A lawsuit against the Obama administration for drone-strike killings of three US citizens in Yemen has been dismissed by a federal district court.
US-born Anwar al-Awlaki, a regional leader in al-Qaeda, his 16-year-old son Abdulrahman, and Samir Khan, an al-Qaida propagandist, were killed in an air strike on a suspected terrorist hideout in 2011.
The families of the victims who were American citizens, held senior officials conducting the raids responsible for the deaths, and had questioned the legality of the killings.
The American Civil Liberties Union (ALCU) and the Centre for Constitutional Rights (CCR) had lodged the case on behalf of families of the alleged al Qaida operatives and the minor.

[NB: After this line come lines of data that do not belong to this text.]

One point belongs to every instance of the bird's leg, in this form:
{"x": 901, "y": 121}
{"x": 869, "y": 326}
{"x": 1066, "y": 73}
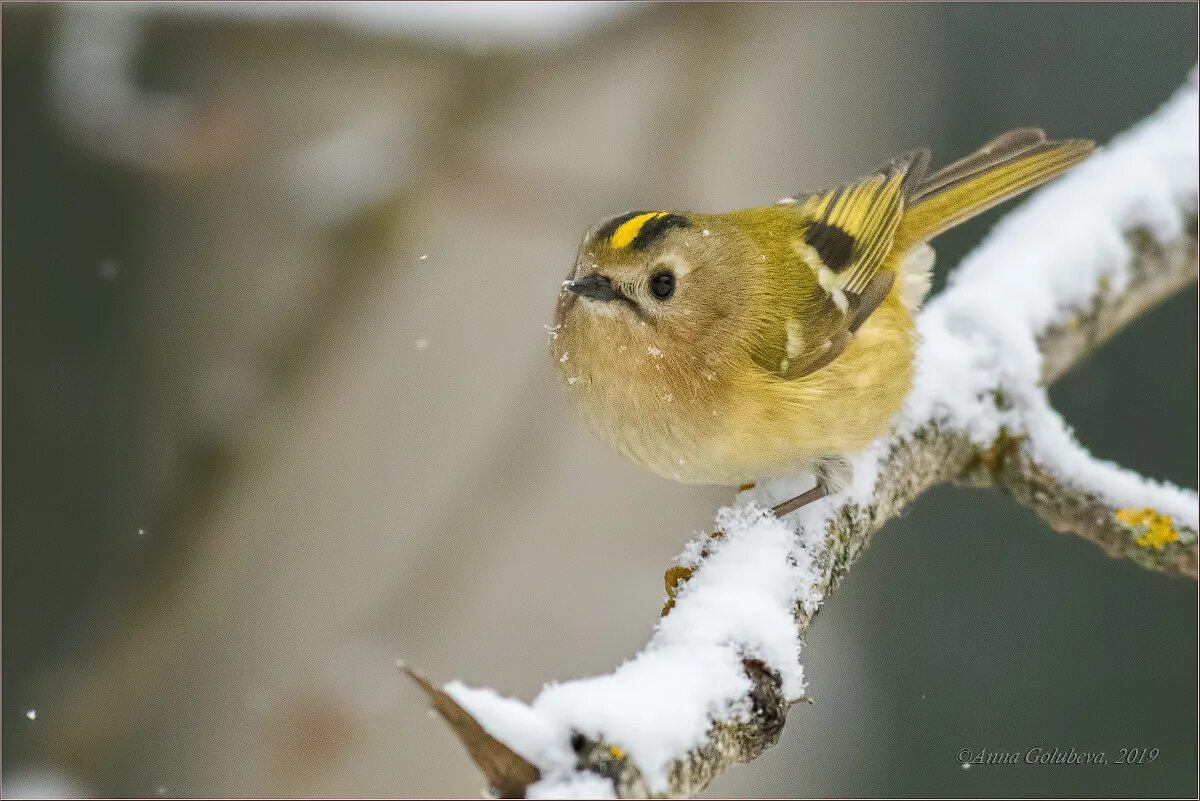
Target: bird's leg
{"x": 803, "y": 499}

Al-Awlaki was a radical Islamic cleric accused of leading al-Qaida in the Arabian Peninsula. He had been a fugitive since 2007 and was wanted by both the CIA and Yemeni authorities.
The suit had accused former CIA chiefs Leon Panetta and David Petraeus among other top military commanders of carrying out illegal strikes.
Congress and the judiciary had long argued that in view of national security concerns, the government's actions abroad should not be reviewed in courts.
Judge Rosemary Collyer of the US district court in Washington, who dismissed the plea, had earlier pointed out that "the executive is not an effective check on the executive", the ALCU reported on its website.
Nevertheless, she dismissed the case acceding to the government's request.
Collyer said that the case raised constitutional issues which were not easy to answer, but the question here was "whether federal officials can be held personally liable for their roles in drone strikes abroad that target and kill US citizens".
Collyer opined that the defendants "must be trusted and expected to act in accordance with the US constitution when they intentionally target a US citizen abroad at the direction of the president and with the concurrence of Congress. They cannot be held personally responsible in monetary damages for conducting war".
She noted that the secondary and unintended consequences of putting individual officers, involved in defence, on trial in civilian courts will be unfavourable.